Running CLD as a web service

Warning

CLD has not been vetted by a security expert. It is not safe to run it on a public server.

There are a couple of differences between the desktop application and the web application. When running on the desktop, one automatically has full permissions; the internal password authentication system is not used. One also has access to the corpus manager, which allows one to switch between corpora and create new corpora. The web version only accesses a single fixed corpus.

That being said, the differences have to do with configuration rather than code. The desktop application actually just runs the web application within a Python web server that it runs internally, effectively using a browser as its user interface.

Local testing

It is recommended to create a directory just for the CLD corpus and supporting materials, outside of the Apache document directory:

$ mkdir cld
$ cd cld

Create an empty corpus:

$ cld corpus.cld create

One can do local testing first, before deploying. Run in webserver mode rather than desktop mode:

$ cld corpus.cld -w

This will start an internal Python webserver and open a browser window pointing at localhost:8000. You should get a Login page.
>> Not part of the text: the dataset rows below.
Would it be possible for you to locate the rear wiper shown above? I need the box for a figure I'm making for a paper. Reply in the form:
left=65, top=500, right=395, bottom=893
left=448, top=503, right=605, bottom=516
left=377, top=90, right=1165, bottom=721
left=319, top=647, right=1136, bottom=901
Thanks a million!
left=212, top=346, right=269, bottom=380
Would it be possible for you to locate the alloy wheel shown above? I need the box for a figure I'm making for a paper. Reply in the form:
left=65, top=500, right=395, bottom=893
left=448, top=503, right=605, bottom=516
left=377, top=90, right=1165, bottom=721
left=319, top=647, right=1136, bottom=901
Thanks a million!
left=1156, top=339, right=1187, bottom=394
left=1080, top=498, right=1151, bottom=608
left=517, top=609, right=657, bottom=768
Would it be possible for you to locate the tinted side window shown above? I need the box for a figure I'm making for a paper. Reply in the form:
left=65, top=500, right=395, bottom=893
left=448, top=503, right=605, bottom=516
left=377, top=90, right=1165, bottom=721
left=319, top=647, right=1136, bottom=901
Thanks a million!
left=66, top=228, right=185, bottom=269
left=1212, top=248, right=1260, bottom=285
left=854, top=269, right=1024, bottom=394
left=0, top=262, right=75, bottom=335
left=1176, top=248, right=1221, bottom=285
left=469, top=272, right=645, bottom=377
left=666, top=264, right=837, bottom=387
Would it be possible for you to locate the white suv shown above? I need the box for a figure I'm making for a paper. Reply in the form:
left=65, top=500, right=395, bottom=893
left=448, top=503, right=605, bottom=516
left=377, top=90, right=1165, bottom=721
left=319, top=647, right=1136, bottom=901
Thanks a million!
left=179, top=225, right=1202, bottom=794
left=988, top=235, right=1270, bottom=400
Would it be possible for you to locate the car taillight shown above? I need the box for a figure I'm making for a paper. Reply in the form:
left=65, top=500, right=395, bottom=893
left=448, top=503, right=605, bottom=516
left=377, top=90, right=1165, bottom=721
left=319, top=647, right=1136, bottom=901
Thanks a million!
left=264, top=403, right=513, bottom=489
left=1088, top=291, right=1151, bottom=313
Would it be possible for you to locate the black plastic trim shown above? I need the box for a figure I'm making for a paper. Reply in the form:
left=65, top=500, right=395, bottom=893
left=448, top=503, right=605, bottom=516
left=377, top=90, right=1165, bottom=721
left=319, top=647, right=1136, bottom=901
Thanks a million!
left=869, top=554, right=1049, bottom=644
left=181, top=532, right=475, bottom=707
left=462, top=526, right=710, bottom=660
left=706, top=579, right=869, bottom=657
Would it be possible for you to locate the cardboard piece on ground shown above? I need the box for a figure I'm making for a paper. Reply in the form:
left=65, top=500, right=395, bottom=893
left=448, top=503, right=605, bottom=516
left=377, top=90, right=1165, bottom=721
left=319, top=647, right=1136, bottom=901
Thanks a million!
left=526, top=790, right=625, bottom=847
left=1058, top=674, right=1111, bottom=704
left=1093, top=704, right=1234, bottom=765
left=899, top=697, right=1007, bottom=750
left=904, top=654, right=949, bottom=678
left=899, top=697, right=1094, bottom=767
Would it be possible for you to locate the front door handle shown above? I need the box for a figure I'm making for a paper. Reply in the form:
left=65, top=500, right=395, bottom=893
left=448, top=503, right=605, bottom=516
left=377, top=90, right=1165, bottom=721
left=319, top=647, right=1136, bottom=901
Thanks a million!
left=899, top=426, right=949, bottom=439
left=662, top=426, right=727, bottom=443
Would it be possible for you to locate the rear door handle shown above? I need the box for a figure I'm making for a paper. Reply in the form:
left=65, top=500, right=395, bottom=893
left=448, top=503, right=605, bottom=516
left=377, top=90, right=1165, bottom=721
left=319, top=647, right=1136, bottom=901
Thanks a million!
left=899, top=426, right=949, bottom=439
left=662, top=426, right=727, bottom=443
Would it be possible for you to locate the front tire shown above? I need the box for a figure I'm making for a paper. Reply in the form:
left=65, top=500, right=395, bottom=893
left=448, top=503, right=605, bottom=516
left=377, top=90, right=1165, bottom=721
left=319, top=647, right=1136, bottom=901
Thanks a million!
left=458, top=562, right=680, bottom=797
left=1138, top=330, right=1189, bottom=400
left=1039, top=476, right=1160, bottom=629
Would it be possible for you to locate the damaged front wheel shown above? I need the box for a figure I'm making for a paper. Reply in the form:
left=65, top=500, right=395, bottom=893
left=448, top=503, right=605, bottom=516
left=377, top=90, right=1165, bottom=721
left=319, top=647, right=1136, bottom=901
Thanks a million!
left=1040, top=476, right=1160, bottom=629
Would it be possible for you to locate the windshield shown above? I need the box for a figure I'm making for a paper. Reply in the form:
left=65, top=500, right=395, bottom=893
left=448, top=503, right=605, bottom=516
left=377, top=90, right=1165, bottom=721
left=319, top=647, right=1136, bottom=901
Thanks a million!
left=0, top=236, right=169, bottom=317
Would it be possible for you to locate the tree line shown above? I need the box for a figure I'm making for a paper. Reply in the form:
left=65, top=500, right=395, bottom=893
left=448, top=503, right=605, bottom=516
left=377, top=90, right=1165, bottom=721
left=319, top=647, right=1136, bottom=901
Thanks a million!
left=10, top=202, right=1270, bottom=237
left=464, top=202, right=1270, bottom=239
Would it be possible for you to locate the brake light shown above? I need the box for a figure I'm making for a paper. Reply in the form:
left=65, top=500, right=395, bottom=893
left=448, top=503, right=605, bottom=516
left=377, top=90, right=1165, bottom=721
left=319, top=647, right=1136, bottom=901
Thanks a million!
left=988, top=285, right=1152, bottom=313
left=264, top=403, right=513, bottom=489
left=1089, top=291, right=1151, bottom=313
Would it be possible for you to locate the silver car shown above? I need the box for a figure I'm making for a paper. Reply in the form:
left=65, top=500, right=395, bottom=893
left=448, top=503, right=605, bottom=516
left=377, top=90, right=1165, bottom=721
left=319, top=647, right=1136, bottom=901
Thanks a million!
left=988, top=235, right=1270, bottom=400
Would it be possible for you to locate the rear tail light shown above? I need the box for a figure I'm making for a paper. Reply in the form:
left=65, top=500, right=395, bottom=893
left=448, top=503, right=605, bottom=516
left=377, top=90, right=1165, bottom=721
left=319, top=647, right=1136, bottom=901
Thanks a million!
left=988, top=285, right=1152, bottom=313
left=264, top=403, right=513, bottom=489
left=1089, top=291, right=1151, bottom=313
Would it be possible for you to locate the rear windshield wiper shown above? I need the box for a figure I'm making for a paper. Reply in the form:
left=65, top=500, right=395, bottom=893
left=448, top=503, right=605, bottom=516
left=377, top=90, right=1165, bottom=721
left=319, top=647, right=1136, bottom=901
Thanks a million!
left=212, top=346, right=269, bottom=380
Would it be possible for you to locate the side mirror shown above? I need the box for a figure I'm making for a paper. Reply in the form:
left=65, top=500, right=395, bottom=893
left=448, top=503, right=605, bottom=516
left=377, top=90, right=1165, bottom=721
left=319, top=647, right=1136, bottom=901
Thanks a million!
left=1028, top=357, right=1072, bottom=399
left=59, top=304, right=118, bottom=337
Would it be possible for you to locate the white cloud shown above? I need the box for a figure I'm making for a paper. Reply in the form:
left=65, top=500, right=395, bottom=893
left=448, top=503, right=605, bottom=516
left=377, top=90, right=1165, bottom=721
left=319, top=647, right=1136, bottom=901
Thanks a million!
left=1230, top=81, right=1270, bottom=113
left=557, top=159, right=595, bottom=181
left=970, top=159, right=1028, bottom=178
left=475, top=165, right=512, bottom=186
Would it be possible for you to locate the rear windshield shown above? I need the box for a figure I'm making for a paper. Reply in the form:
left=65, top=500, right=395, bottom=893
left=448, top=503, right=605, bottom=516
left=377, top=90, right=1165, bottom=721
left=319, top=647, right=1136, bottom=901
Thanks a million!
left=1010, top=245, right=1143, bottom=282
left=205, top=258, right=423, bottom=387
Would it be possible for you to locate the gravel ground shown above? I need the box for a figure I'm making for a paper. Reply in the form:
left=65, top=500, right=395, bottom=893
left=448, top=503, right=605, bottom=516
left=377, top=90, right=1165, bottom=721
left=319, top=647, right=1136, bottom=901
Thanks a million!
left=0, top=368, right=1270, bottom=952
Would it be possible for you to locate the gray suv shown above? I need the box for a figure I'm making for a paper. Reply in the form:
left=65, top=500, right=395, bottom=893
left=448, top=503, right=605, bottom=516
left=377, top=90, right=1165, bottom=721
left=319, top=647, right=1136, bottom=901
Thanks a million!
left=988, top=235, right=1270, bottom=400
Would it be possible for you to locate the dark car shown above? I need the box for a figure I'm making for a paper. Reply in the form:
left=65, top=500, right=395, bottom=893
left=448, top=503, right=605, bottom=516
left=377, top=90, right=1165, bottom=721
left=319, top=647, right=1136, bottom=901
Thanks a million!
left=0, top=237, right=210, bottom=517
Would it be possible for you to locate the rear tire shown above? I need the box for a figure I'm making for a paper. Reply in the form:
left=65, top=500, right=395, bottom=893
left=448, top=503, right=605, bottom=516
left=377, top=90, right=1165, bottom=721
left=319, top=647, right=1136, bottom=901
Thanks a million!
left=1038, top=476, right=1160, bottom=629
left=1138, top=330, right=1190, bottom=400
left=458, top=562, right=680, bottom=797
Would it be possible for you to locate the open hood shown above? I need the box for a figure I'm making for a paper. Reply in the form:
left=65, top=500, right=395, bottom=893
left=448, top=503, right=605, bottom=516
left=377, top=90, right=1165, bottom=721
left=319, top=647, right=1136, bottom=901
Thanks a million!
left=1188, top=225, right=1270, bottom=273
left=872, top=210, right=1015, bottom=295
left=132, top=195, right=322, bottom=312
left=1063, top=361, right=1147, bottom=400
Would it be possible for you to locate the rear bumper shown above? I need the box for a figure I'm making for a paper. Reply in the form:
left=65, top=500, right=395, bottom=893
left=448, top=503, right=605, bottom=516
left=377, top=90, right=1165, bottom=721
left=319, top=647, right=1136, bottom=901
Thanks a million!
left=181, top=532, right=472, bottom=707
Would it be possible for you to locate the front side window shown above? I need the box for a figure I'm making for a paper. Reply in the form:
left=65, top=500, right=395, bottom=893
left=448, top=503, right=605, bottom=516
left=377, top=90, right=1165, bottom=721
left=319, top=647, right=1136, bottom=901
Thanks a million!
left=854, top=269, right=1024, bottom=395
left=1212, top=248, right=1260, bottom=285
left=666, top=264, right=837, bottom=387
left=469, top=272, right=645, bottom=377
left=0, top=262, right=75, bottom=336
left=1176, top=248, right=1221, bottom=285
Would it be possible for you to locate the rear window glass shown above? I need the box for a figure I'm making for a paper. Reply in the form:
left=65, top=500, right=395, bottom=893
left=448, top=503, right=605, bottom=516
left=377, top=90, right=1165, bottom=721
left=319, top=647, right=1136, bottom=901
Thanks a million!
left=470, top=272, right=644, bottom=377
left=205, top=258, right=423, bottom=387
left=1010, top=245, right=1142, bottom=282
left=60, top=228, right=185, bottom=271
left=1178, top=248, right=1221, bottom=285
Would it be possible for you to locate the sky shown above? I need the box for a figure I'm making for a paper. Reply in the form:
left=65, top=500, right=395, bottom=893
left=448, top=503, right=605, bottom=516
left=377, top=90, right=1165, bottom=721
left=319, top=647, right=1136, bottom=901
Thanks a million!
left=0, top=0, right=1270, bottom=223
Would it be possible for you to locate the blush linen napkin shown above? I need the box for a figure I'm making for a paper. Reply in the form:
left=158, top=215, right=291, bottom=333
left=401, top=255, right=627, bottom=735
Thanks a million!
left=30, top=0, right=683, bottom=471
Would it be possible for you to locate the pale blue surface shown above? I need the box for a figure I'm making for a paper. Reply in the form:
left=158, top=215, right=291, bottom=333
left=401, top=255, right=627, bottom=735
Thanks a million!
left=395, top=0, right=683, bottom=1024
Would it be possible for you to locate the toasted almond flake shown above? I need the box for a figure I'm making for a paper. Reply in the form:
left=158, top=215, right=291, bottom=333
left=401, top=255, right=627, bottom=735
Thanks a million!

One cannot log in without defining users. For the sake of illustration, let us create a user named leo. Stop CLD (use ctrl-C), and do:

$ cld corpus.cld auth set leo

This creates an account for leo and prompts you for a password. Notice that the password and sessions file reside in a directory called ‘auth’ that is a sibling to the corpus directory. That location is a configuration setting, which you may change if you desire. To see the current configuration settings:

$ cld corpus.cld config

Now that we have created a user, let us restart the web server (cld corpus.cld -w) and log in using user name ‘leo’ and the password you chose.

When you do so, you get a new page, and it should indicate, in the upper right corner, that ‘leo’ is logged in. But it says the corpus is not readable. When a corpus is created, no permissions are automatically granted.

Stop the web server again, and make leo be an owner of the corpus:

$ cld corpus.cld perm / add leo owners

The slash indicates the root directory; leo is being added to the list of owners. Permissions are inherited, so leo will be owner of any additional subdirectories that we create, unless we explicitly remove leo from the owners list of some subdirectory.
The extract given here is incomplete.